In the Nokia survey, 51 percent of CSPs ranked IT-facing open APIs as a critical NaaS investment. Companies are increasingly recognizing that a big plus of this openness is it makes diversifying the business much easier by replicating services or service templates across different verticals.

“As you standardize and begin to expose the business functions or capabilities via open APIs, you can start to grow your business by moving into adjacent industries,” says George Glass, Chief Technology Officer at TM Forum.

Taking self-service out of the walled garden

The openness provided by APIs, supported by high levels of automation, plays a huge part in delivering exceptional self-service NaaS interactions. And that starts by being alert to what the customer wants.

“CSPs should strive to make consuming NaaS as easy as it is to get compute resources from public cloud providers”

TL Viswanathan, Nokia

The Nokia survey found that while most CSPs plan to offer NaaS through a branded self-service web portal, only 23 percent of enterprises would prefer that channel. CSPs need to think of self-service not in terms of building a “walled garden” of their own, but instead about making their capabilities easy to integrate into their customers’ purchasing channel of choice (including partners’ portals) via open APIs. 

“CSPs should strive to make consuming NaaS as easy as it is to get cloud compute resources from public cloud providers,” says TL Viswanathan, Nokia Head of Digital Operations. “But most aren’t yet able to deliver that kind of experience. It’s going to be a big change in the way CSPs do business.”

Enterprise respondents to the Nokia survey said a ‘lack of support or maintenance by their CSP’ was a big barrier preventing them from purchasing NaaS, yet just nine percent of CSPs ranked customer care as a critical investment area for NaaS. That seems to signal a need on the part of CSPs to rethink how they make themselves accessible to their customers and handle queries and requests.

A simpler approach to monetization

Automation also plays a vital role in the charging, billing, rating and account/balance management capabilities that will be key to enabling NaaS. The challenge for CSPs is to make those processes as easy as possible for customers — which many recognize as an issue to address, with 44 percent of CSP respondents to the Nokia survey noting the need to beef up their investments in this area. 

Simplifying charging and billing while building in the real-time flexibility for enterprise-focused NaaS offerings requires dynamic charging algorithms that can bill enterprises according to feature sets, key performance indicators, resource availability and other measurable parameters agreed on in advance. Those algorithms themselves can’t be too complex, either: too many options or an opaque billing process could put a damper on NaaS adoption. 
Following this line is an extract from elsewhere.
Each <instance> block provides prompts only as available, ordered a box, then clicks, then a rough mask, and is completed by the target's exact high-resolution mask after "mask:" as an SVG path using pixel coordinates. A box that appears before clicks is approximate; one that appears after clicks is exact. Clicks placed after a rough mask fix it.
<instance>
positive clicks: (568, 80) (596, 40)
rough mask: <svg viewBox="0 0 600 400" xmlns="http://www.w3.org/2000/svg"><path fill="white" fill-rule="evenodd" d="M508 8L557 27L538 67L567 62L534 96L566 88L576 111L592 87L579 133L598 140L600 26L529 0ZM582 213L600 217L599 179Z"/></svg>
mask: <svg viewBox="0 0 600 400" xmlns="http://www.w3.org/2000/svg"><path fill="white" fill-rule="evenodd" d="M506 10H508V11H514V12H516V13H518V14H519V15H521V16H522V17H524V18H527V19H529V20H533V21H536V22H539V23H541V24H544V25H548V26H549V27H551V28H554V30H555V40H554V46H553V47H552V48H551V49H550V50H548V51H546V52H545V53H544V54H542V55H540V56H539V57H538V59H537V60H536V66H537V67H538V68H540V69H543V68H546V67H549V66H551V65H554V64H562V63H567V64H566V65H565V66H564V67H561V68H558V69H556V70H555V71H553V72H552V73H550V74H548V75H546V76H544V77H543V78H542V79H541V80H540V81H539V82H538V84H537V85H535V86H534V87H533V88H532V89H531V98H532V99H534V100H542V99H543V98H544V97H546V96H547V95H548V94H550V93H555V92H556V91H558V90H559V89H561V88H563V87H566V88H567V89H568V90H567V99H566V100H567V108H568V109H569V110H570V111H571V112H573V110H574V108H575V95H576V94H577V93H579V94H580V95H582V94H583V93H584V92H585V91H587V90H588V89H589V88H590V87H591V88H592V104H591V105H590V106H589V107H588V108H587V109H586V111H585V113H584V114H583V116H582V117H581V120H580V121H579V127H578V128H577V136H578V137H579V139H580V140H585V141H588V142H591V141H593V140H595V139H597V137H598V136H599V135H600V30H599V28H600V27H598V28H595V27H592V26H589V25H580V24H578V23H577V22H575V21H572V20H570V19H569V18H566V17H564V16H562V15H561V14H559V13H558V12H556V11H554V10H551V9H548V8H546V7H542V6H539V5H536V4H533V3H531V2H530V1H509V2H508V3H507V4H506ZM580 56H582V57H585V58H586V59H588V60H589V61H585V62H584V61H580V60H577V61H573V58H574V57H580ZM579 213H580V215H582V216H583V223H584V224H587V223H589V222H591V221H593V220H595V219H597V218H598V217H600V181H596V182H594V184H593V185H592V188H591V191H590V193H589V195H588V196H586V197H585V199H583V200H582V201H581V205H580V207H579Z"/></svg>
The solution is to create a monetization suite that features a catalogue of available functions. Those functions can then be mapped to and aligned with various services defined and managed in the CSP’s service catalogue. When a service is ordered, the corresponding functions are automatically attached to it. 

When charging analytics are integrated with external service analytics and intelligence — and exposed to business and product management and ecosystems through open APIs — the charging for those functions can be updated dynamically and automatically as needed.      
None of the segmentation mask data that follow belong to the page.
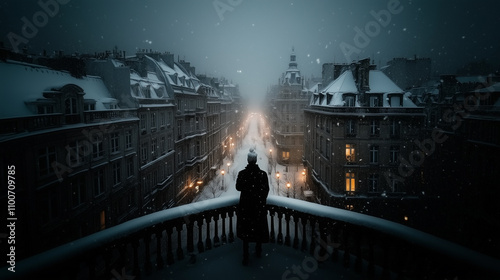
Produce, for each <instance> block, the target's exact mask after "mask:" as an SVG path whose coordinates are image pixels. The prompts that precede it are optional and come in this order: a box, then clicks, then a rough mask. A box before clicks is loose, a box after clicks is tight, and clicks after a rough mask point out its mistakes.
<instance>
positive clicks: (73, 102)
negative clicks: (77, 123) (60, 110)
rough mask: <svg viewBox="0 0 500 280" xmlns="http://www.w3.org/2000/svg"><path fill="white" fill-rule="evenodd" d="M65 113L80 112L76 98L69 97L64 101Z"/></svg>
mask: <svg viewBox="0 0 500 280" xmlns="http://www.w3.org/2000/svg"><path fill="white" fill-rule="evenodd" d="M64 108H65V109H64V113H65V114H66V115H73V114H78V111H77V106H76V98H75V97H69V98H66V100H65V101H64Z"/></svg>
The returns will be worth the effort

Investing in NaaS-enabling technologies and capabilities is just the beginning of the story for CSPs. Bringing the full business potential of NaaS to life will require a certain level of maturity with these technologies and the webscale way of thinking. 

For some CSPs, that digital transformation journey may still have miles to go, but the investments they’ve already made in the cloud and automation are heading in the right direction. And with IDC estimating the total value of the NaaS market at $15 billion by 2025, the investment stands to pay off in a big way.

Of course, understanding the technical enablers of NaaS is just piece of the puzzle. CSPs also need to carefully identify the services and use cases they plan to deliver to ensure they align with enterprise needs and demand.